I tried to understand the integral form of the AGM and its connection to the complete elliptic integral of first kind. (similar to this question)
The main point is to show that
$$\int_0^{\frac{\pi}{2}} \frac{\mathrm{d}\theta}{\sqrt{x^2 \cos^2 \theta + y^2 \sin^2 \theta}}=\int_0^{\frac{\pi}{2}} \frac{\mathrm{d}\phi}{\sqrt{(\frac{x+y}{2})^2 \cos^2 \theta + x y \sin^2 \phi}}$$
as, e.g., in the Wikipedia article and using the substitution
$$ \sin \theta = \frac{2 x \sin \phi }{ (x+y)+(x-y) \sin^2 \phi} $$
It was not difficult but quite cumbersome to make all the simplifications to show eventually that all this is true.

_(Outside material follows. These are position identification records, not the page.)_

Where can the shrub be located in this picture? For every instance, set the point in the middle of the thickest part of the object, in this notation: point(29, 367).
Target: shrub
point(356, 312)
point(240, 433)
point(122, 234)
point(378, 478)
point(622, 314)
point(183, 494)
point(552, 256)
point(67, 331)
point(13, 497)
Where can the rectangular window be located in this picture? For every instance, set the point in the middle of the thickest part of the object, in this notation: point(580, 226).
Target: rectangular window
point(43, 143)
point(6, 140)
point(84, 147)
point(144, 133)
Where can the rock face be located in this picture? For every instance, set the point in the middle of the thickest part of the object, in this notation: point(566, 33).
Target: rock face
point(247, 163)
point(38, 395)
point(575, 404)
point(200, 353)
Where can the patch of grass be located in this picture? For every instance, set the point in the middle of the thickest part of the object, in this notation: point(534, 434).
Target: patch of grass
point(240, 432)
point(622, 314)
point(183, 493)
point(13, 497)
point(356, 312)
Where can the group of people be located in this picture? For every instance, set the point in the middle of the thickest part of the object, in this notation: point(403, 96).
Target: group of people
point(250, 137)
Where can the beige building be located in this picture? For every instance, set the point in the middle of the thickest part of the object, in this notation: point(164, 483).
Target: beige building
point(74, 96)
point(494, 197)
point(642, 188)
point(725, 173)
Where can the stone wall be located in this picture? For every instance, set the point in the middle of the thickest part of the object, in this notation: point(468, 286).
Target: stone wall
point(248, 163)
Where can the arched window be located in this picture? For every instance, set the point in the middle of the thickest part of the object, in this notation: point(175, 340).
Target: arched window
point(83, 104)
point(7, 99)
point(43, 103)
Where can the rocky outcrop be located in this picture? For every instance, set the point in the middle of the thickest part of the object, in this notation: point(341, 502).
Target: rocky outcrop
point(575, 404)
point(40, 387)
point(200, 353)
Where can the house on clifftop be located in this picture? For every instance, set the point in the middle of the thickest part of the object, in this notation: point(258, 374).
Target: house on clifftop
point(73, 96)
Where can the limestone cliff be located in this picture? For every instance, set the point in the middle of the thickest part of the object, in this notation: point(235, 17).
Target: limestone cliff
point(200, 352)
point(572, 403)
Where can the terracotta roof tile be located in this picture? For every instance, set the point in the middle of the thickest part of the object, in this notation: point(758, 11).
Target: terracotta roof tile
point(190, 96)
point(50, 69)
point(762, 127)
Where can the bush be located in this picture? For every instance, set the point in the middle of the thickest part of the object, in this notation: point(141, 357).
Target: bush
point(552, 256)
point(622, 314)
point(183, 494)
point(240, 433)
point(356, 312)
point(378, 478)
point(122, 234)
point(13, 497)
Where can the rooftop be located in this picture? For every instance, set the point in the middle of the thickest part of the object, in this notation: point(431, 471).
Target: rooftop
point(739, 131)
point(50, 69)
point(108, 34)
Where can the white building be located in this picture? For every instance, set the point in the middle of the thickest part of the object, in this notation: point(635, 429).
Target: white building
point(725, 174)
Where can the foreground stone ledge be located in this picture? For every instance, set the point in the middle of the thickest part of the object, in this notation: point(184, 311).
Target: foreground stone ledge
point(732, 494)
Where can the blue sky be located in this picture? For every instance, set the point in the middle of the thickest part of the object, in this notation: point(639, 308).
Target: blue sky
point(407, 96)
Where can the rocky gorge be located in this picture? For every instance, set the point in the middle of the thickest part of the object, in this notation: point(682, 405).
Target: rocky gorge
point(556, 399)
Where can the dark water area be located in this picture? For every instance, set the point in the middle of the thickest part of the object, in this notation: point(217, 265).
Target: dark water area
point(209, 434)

But then, how on earth do you come up with this substitution in the first place.
Do you need to be a genius like Gauss or is there a somewhat simple motivation for the substitution?
A reasonable goal probably was trying to find a substitution that gets $x \rightarrow x'$ and $y\rightarrow y'$ with $x'=y'$. Which you actually get in the sense of a limit to the AGM, but still makes me wonder how to imagine the choice of substitution.